Ex-trade unionist buried at 6am to beat a court order over a child borne out of wedlock

Former Kenya National Union of Teachers (KNUT) ,Nakuru branch executive secretary late Njau Kuria

A former Nakuru County long serving teachers’ unionist was yesterday buried at dawn to beat a court order meant to bar the family from burying him over a child borne out of wedlock.

When mourners started trickling at the homestead Kuria Njau who was the executive secretary of Kenya National Union of Teachers (KNUT) at Subuku in Njoro, they were shocked to find that he had been interred at 6am.

The family decided to bury Njau, a vocal defender of teachers’ rights, after word went round that a 40-year old woman claiming to be her daughter had obtained a court order to bar the burial ceremony.

According to the relative, Njau’s body was picked at Umash morgue located along Nakuru-Nairobi Highway at 5am, and later buried at 6am.

“We received information that a lady claiming to be Njau’s daughter had gotten an order because she wants to be recognized as family member so that she gets a share of inheritance and we had to act really quick,” he said.

A section of Njau’s relatives, church members, local politicians, teachers and friends who gathered at the homestead were shocked to learn about his early burial.

Even KNUT Secretary General Wilson Sossion who arrived at the homestead at around 11.30am to bury a comrade was shocked when family members directed him to the freshly covered grave where he, together with other national officials conducted a short prayer.

The union officials and teachers conducted a short prayer and made few remarks in remembrance of Njau in a session that lasted less than 30 minutes before dispersing.

Other individuals who had traveled from far to pay their last respects to a man who fought for the rights of teachers in the region were turned away one by one by mean looking individuals hired by the family to maintain order.

“I am shocked with the turn of events. I traveled from Nakuru to come attend burial of Njau who used to associate with individuals across the board only to learn he has been buried,” said a relative who requested anonymity.

Members of the Bethsaida Presbyterian Church of East Africa (PCEA) church that was to lead the burial service were too turned away after realizing their member had been buried early morning.

“We came to bury our church member but we did nothing. We did not conduct any prayers because burial was done without our knowledge,” said a clergy who requested anonymity.

A section of teachers drove the union welfare bus to pick the body at Umash at around 8am, but were informed that the body had been transported, and further buried.

A teacher who spoke to The Standard but requested anonymity said teachers had agreed to gather at the morgue by around 8am but it had been picked by members of the family.

“We gathered at the morgue to pick Njau’s body, but we were surprised it was nowhere only to learn it had been buried in the early morning,” said the teacher

On arrival at the homestead, family members had already prepared grave, and even without a word of prayer, it was laid to rest.

“The body arrived to the homestead at around 5am, and at around 6am, it was laid to rest. No word of prayer was said, no consolation to the family. It surprised us,” said a relative.

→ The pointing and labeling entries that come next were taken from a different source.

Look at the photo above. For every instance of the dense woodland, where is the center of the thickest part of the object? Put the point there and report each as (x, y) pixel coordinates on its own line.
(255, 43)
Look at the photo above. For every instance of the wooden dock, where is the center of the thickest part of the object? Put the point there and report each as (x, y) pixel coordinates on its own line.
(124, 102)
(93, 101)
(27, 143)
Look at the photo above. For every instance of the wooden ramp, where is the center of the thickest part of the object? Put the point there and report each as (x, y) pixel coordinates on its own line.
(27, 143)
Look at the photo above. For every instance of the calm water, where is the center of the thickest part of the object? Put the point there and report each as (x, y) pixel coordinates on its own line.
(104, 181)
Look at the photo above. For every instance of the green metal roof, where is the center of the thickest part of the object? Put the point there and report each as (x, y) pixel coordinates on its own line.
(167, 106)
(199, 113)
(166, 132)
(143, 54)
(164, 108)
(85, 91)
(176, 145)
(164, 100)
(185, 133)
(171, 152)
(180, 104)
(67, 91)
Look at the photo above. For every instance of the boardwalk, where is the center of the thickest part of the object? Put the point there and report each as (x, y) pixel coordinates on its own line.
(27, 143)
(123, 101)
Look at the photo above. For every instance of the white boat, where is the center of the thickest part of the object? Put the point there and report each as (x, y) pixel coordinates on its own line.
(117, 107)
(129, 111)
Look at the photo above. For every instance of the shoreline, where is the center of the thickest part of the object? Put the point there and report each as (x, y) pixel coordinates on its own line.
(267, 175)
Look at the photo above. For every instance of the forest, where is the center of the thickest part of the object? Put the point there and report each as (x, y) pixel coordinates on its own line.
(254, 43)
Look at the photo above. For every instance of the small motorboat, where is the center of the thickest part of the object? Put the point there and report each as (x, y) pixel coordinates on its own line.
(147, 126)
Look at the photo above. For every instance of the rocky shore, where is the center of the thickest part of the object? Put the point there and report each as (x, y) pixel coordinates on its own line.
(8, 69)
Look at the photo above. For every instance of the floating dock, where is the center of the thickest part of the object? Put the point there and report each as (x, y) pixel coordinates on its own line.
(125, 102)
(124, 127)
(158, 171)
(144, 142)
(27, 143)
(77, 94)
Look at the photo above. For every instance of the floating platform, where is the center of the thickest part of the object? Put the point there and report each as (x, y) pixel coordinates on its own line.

Sossion said death of Njau hasd saddened teachers’ fraternity in the country and consoled his wife Edith Kuria at the grave site.

The secretary general said Njau was a dedicated member of the union who united teachers within rift Valley region and across all the 25 teachers’ branches across the country who referred to his as ‘Afande’ because of his command of respect.

“Njau was a dedicated teacher who was full of courage, he defended rights of teachers across the country and said he did not fear anyone apart from his wife and God,” said the official.

Further, he said the unionist fought tribalism among teachers, a virtue that has enabled them work in unity.

During the 2007/8 post-election skirmishes, he helped a lot of teachers who had been threatened and used his money to hire hotels in Nakuru to rescue those who had been evicted from their respective homes.

“Teachers are united because of Njau’s efforts. He fought tribalism and was arrested on several times, that is why we speak in unity,” he added.

At the grave site, Faith Githae family member thanked teachers for support they had granted to the family.

Whereas all these was happening, Njau’s wife Edith Kuria dressed in a black dress and cap watched silently.

“I am Edith Kuria. This is all I can share,” she told The Standard writer.